Schultz:
Chris Schultz
Is football talent more important than a player's character?
Does a player's ability, or potential ability, on the field supercede his past history off the field?
In the Canadian Football League, and the National Football League, the answer is a clear yes. Just in a casual discussion with my associates at TSN.ca, we came up with a dozen players who broke the law in some way, but played in the CFL. Some, just a training camp here and there and others as established starters; the majority did not play for very long.
One of the reasons that I follow the Canadian football game is the tradition. The fact that it is Canadian and because the majority of the players are good people. As always, it is the minority that taint the majority. Deviant human behaviour, for some oddball reason, is more entertaining to discuss than a high moral standing.
For me, if I have a player of controversy, I divide it into two categories. Did the player's action hurt himself only, or did it involve other people? Ricky Williams has a problem that he needs to put himself, by choice, in an altered state of consciousness to enjoy life. He is hurting himself more than anyone else. Will he ever grow out of his dependency? I doubt it. Yes, it affects the Miami Dolphins football team and Williams' family but, in the end, Williams needs to grow up and take responsibility for his opportunity, a controllable issue.
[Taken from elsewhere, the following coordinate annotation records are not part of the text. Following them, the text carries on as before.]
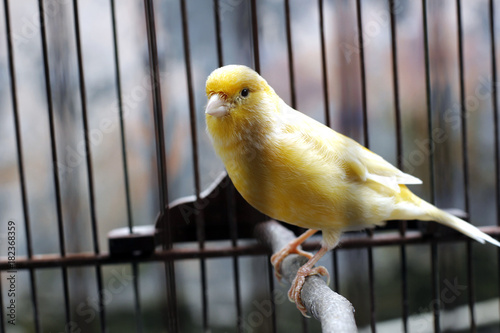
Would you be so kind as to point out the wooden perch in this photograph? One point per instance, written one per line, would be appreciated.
(335, 312)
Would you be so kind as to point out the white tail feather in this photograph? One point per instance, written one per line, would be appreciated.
(461, 225)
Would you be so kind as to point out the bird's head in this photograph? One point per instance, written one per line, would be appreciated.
(235, 91)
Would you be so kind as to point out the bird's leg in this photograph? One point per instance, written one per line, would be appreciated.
(291, 247)
(303, 272)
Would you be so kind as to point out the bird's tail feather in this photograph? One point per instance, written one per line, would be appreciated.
(460, 225)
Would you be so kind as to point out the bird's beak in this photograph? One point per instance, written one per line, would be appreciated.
(216, 106)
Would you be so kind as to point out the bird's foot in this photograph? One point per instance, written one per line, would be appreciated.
(298, 283)
(279, 256)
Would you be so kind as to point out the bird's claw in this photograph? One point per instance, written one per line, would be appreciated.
(278, 257)
(297, 284)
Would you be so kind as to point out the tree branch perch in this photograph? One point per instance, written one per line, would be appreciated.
(335, 312)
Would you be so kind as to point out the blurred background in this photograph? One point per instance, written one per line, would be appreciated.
(345, 109)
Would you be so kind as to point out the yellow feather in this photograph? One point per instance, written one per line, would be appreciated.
(295, 169)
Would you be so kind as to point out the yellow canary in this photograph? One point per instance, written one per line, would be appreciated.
(297, 170)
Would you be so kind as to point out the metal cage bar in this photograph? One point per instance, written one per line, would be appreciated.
(366, 141)
(465, 161)
(399, 157)
(88, 160)
(172, 313)
(20, 167)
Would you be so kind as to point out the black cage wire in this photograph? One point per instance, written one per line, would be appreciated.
(102, 128)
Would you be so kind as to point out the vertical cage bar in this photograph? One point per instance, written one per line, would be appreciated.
(434, 248)
(88, 160)
(362, 73)
(399, 153)
(465, 161)
(371, 275)
(290, 53)
(255, 35)
(200, 221)
(324, 67)
(172, 313)
(135, 268)
(231, 191)
(20, 167)
(494, 101)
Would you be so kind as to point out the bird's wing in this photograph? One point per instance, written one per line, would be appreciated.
(348, 153)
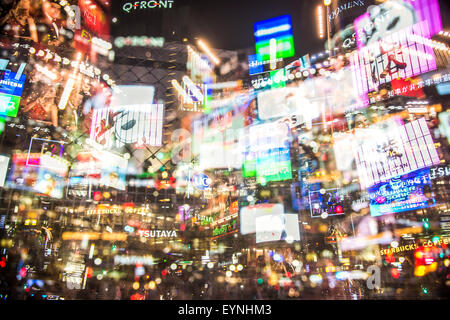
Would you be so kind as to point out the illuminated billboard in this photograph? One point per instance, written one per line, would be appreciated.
(11, 87)
(49, 178)
(132, 117)
(404, 193)
(389, 150)
(276, 227)
(402, 54)
(267, 153)
(216, 137)
(249, 214)
(280, 29)
(392, 16)
(4, 161)
(99, 167)
(328, 202)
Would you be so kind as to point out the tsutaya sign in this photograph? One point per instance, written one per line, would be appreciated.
(344, 7)
(138, 5)
(157, 233)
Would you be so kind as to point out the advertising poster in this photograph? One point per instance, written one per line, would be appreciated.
(326, 201)
(11, 87)
(249, 214)
(408, 192)
(267, 153)
(277, 227)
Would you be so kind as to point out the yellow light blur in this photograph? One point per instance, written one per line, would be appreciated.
(419, 271)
Now, if a player has an off-field violence problem, that is another problem because it is based on a temper issue. If that violence is against women or anyone of limited physical ability, then I truly question why a football coach would want that history on his team. Beating people up on the football field is fine. Beating people up off the field psychologically scars the victim for a long time. There is something wrong with a person who can't walk away from another person that has no chance in a fight. That type of person I do not want on my team.
The person who has an alcohol or drug dependency should be given a second chance but, if it influences others, then the benefits of the majority outweigh the individual all the time.
Don't think coaches don't know. They do. They see players every day and know who was out the night before, and who is out the night before all the time.
The purpose of the off-season in football is to collect all the football talent you can find and often the talent overrides any other evaluation. A player's ability to play is the first consideration; pretty much everything else is rationalized away. The only other word that compares with talent is dependability. A player who always shows up, improves, prepares, plays, evaluates and then begins to improve again. These players, collectively have the 10-and-15 year careers and those are the players are the reason that teams consistently win.
Violence against people? No thanks. Drugs and alcohol that influence others? No thanks. Individual problem that shows a willingness to change? Well maybe, leaning to yes.
Football players are not angels, but the same goes for basketball, baseball and hockey, and in many other occupations.
So, if you are hurting yourself, you deserve a second chance. If you're taking others down as you go down, then you don't.